С тех пор как Гагарин, первый человек, взглянувший на Землю со стороны, увидел ее голубой и мерцающей, а следовательно, романтически притягательной для жителей далеких миров, находятся другие люди, для них космические полеты, взрывающие горизонт, не что иное, как увеселительная прогулка, в которой они охотно приняли бы участие. Скорее всего, эти люди страдают манией бегства и хотели бы на современный лад избегнуть тех усилий, которые им приходится прилагать здесь, внизу (предпошлем, что «внизу» и «наверху» — понятия относительные).

Моя картина «Вид на Землю из космоса», если хотите, ответ на легкомысленные воззрения обеих категорий наших современников.

Здесь следует заметить, что, несмотря на достоверные описания Гагарина, Вейнгард, с мужеством настоящего художника, изобразил Землю не голубой и мерцающей, а зеленой, лучащейся, манящей.
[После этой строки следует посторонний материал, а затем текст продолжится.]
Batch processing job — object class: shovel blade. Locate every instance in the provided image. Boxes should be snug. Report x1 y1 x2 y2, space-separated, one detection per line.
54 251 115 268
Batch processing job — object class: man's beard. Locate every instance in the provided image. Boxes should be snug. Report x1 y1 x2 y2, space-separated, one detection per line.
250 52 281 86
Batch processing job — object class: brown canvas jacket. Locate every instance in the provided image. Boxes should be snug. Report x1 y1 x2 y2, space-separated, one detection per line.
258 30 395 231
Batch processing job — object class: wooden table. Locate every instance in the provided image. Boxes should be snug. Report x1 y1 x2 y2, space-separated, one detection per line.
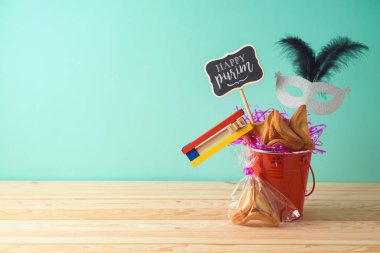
0 181 380 253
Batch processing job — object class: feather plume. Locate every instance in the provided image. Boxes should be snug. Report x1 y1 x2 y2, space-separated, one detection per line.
310 36 368 82
277 36 316 81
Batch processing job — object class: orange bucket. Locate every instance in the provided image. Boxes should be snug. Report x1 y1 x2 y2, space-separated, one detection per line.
252 149 315 216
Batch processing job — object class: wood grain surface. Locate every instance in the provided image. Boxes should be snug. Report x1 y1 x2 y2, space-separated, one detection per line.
0 181 380 253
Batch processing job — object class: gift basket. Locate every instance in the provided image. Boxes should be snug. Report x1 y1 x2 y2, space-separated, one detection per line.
182 37 368 226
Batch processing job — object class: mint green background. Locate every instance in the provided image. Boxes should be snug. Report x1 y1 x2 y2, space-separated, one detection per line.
0 0 380 181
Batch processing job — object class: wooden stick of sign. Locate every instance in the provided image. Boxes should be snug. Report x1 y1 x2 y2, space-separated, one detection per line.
240 88 254 124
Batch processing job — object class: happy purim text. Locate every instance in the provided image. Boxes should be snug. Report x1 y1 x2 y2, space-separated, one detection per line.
215 54 253 89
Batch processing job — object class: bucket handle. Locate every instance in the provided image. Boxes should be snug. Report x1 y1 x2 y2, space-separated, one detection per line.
305 165 315 197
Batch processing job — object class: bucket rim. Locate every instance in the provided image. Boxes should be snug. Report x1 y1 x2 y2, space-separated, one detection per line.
251 148 313 155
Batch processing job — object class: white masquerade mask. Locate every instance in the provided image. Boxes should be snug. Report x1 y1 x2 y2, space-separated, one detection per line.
276 72 350 114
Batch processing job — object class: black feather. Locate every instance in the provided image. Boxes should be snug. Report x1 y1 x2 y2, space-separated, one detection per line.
277 36 316 81
311 37 368 82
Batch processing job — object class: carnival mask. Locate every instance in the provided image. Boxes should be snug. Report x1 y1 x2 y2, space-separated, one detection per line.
276 72 350 114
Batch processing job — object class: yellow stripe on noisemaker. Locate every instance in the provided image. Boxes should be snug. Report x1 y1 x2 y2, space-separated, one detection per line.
190 124 253 167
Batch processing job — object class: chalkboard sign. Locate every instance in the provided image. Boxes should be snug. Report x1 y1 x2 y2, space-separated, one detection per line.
205 45 264 97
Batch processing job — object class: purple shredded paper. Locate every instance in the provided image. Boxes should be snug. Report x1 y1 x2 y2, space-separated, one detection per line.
232 106 326 154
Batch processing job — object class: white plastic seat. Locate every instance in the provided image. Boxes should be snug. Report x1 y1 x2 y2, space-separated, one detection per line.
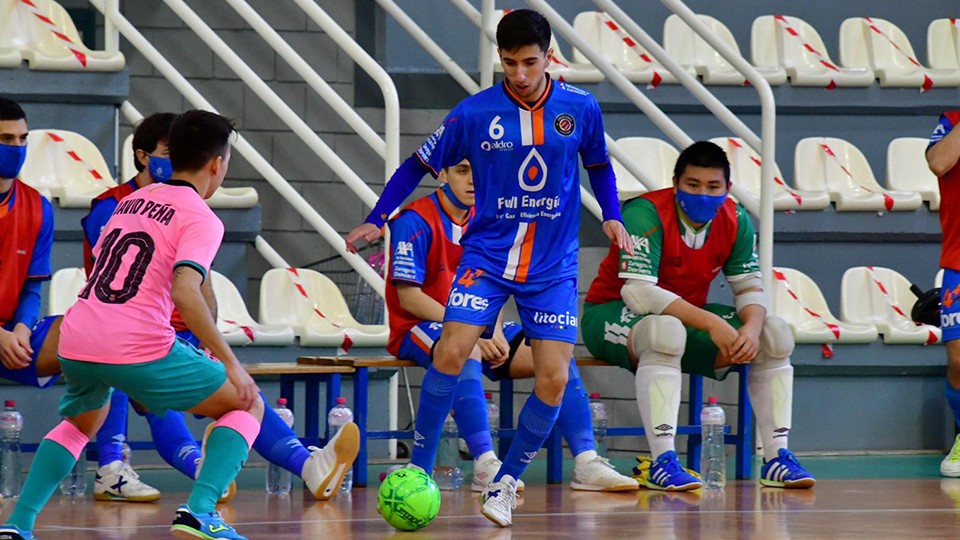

Возможно, я зайду слишком далеко, если скажу, что в его Земле было что-то от спелого яблока, которое так и тянет надкусить. Это, надо думать, и принесло ему успех у многих посетителей выставки, ибо любой нормальный человек взирает на свою планету с уверенностью, что своими упорными трудами и исследованиями в конце концов одолеет все грозящие ей катастрофы.

Тут мое интервью с Вейнгардом полагалось бы закончить, если бы я действовал согласно указаниям редактора еженедельника. Это было бы как раз то, что нужно, более или менее доходчиво и не слишком затруднительно для читателя.

После беседы с Вейнгардом, за которую я был ему искренне благодарен, я не ушел, а принялся осматривать его ателье. Подстегиваемый журналистским любопытством, я обнаружил маленькую картину, размером приблизительно двадцать на тридцать сантиметров. Я, наверно, прошел бы мимо этой картинки, но на нее вдруг упал солнечный луч, пробившийся сквозь полуслепое верхнее окно, и она засияла среди других полотен.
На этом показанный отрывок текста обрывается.